Ich begrüße es jedoch sehr, dass Petitionen von besonders großem öffentlichem Interesse, die das Quorum von 50.000 Mitzeichnungen erreichen, im Ausschuss öffentlich beraten werden. Gerade vor ein paar Tagen beriet der Ausschuss Petitionen zur humanitären Krise in Hongkong, zum Verbot des Versandhandels mit verschreibungspflichtigen Arzneimitteln und zur Änderung des Waffengesetzes. Die öffentlichen Sitzungen sind immer wieder ein Höhepunkt in der Ausschussarbeit.

Seit 2018 sind Sie der Vorsitzende des Petitionsausschusses des Deutschen Bundestages. Was haben Sie persönlich aus dieser neuen politischen Erfahrung mitgenommen?

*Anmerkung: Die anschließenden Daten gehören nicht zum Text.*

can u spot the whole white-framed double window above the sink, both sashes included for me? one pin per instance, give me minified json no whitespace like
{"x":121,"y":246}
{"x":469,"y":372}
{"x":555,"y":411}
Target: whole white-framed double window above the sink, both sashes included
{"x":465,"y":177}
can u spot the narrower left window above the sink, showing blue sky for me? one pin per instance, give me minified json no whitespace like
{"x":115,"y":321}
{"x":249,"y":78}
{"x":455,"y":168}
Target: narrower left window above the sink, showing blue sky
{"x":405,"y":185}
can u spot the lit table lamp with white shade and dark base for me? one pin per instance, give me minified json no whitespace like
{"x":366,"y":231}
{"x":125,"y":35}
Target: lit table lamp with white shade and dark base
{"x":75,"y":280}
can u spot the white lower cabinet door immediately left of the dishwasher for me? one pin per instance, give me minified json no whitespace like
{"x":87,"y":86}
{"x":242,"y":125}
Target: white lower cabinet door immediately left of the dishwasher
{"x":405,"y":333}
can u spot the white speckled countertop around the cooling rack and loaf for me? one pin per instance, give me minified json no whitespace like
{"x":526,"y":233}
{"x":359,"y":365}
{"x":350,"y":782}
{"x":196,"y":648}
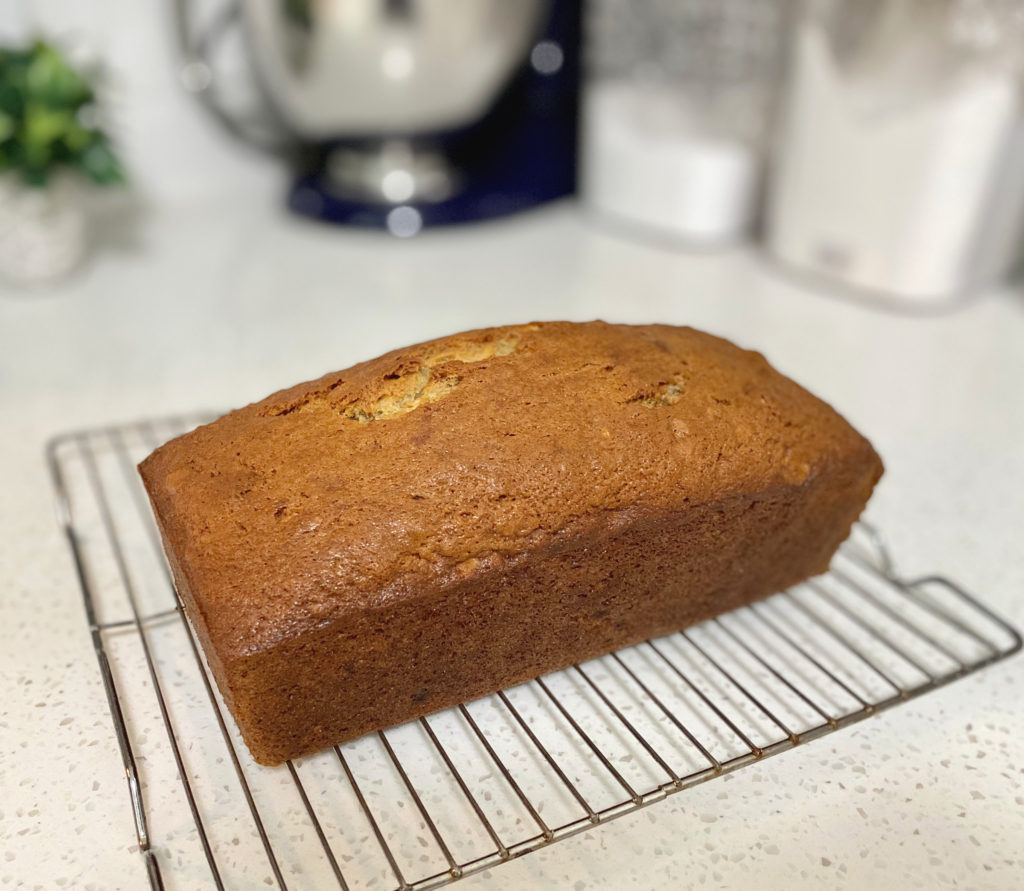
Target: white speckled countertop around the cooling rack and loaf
{"x":217,"y":306}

Durch die Arbeit im Petitionsausschuss erhalte ich einen großen Überblick über die Themen, welche die Menschen bewegen. Ich konnte feststellen, dass man hier sehr viel mehr Gestaltungsspielraum hat, als allgemein angenommen und es auch in vermeintlich aussichtslosen Fällen gelingt, Dinge im Sinne der Bürger zu regeln.

Den Petitionsausschuss sehe ich als ein wichtiges Bindeglied zwischen Bevölkerung und Parlament. Die Zahl der eingehenden Petitionen sowie das Interesse an unserer Petitionsplattform zeigen, dass sich die Bürgerinnen und Bürger unseres Landes engagieren und die demokratischen Möglichkeiten nutzen und wertschätzen. Ich begrüße es sehr, wenn sie von der Möglichkeit des Petitionsrechts Gebrauch machen, denn es garantiert ihnen, dass jede Petition, die beim Petitionsausschuss des Deutschen Bundestages eingeht, entgegengenommen, parlamentarisch beraten und beschieden wird.                                                                                                          

Foto: Jan Kopetzky

Marian Wendt, geboren am 9.6. 1985 in Torgau, absolvierte ein Studium zum Diplom-Verwaltungswirt und danach Master of Laws (Recht der öffentlichen Verwaltung). Von 2015 bis 2019 war er Vorsitzender der CDU Nordsachsen, seit 2019 deren stellvertretender Vorsitzender, seit 2013 Mitglied des Deutschen Bundestages. Von 2017 bis 2019 war er Mitglied des Beirates des Bündnisses für Demokratie und Toleranz gegen Extremismus und Gewalt. Seit 2018 ist Marian Wendt Vorsitzender des Petitionsausschusse des Deutschen Bundestages.